Educator backs push to lift Aboriginal schooling

Age: December 6 2005

By Chee Chee Leung

ABORIGINAL education standards would improve if child welfare payments in remote communities were linked to school attendance, an educator says.

Former teacher and school leader Veronica Cleary, who has spent the past four years working in the Tiwi Islands off the Northern Territory, says there is "a profound problem" with the number of students missing school in some Aboriginal communities.

She believes one solution would be to link welfare payments to school attendance, whereby a payment withheld from parents would go to a school or health clinic to specifically help that child with essentials such as food and clothing.

In a paper published today by the Centre for Independent Studies — a conservative think tank — Mrs Cleary also recommends that community businesses in remote areas offer job training to locals to improve their work skills.

"Education is everyone's responsibility," she says. "Parents, children, employers, community members and governments must accept their respective responsibilities and not simply expect teachers to perform miracles in remote communities."

Mrs Cleary says major change is required to lift education prospects for many students.

She says funding breakfast programs is "short-sighted", and the money would be better spent teaching parents how to feed the family on a budget.
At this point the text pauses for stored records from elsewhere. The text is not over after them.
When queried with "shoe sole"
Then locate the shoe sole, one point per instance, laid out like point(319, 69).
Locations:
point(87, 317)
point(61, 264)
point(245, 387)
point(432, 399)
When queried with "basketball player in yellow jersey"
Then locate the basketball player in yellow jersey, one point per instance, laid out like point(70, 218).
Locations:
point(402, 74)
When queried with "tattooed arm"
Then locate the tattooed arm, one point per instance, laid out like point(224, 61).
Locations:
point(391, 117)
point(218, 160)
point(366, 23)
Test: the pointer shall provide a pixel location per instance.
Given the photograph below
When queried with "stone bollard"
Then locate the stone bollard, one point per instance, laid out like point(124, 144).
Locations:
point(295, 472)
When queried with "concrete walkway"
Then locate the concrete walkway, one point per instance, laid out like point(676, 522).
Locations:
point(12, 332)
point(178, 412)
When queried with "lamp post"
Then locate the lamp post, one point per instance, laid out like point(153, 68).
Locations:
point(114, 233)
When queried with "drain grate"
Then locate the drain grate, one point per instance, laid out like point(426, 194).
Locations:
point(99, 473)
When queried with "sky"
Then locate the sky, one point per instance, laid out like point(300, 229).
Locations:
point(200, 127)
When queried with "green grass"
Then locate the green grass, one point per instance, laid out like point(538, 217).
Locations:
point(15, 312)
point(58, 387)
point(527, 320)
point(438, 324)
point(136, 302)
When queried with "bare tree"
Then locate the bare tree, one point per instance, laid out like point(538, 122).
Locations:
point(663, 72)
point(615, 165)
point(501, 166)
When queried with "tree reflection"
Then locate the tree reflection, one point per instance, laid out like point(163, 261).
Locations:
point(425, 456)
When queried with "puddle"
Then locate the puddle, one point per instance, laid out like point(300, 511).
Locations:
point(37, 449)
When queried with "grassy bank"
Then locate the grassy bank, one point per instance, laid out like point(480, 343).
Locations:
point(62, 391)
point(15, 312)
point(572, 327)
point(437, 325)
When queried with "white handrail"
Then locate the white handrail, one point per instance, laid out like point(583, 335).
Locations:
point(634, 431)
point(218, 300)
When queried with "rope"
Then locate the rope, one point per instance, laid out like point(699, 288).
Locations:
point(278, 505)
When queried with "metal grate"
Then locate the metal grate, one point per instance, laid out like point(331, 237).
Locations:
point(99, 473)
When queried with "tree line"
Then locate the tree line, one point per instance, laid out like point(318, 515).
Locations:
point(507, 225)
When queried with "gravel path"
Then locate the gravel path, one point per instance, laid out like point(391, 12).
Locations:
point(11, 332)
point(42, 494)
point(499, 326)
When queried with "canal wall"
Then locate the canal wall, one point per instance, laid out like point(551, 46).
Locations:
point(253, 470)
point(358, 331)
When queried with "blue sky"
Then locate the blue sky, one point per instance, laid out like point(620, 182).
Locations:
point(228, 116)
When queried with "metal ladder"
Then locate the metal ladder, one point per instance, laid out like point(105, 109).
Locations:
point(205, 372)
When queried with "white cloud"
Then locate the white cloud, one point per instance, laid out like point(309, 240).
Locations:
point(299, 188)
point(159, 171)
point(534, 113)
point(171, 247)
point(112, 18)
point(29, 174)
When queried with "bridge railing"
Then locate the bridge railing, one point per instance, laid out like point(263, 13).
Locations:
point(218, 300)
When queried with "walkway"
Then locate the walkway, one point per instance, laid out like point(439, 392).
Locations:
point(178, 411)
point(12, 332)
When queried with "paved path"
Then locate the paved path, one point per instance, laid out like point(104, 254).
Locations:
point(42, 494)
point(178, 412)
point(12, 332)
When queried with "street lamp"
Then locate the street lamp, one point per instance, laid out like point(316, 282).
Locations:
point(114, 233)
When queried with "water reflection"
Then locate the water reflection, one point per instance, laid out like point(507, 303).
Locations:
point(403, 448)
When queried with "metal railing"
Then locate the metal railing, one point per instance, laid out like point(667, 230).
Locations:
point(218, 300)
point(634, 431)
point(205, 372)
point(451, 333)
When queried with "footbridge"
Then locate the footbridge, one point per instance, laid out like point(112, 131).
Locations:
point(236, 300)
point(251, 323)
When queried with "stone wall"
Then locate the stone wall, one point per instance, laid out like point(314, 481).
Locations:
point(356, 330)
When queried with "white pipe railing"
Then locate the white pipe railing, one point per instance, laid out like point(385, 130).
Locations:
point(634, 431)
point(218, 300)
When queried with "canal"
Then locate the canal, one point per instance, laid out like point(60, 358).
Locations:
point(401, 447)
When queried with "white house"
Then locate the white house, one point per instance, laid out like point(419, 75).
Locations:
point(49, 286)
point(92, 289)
Hiring truancy officers is "a costly waste" of money that could be better spent on employing specialist teachers.

The call for child support payments to be linked to school attendance was also raised this year by indigenous leader Noel Pearson.

Mrs Cleary's paper comes just days after federal Treasurer Peter Costello said that in cases where parents failed to care for children, government payments should be given to those willing to do so, such as grandparents.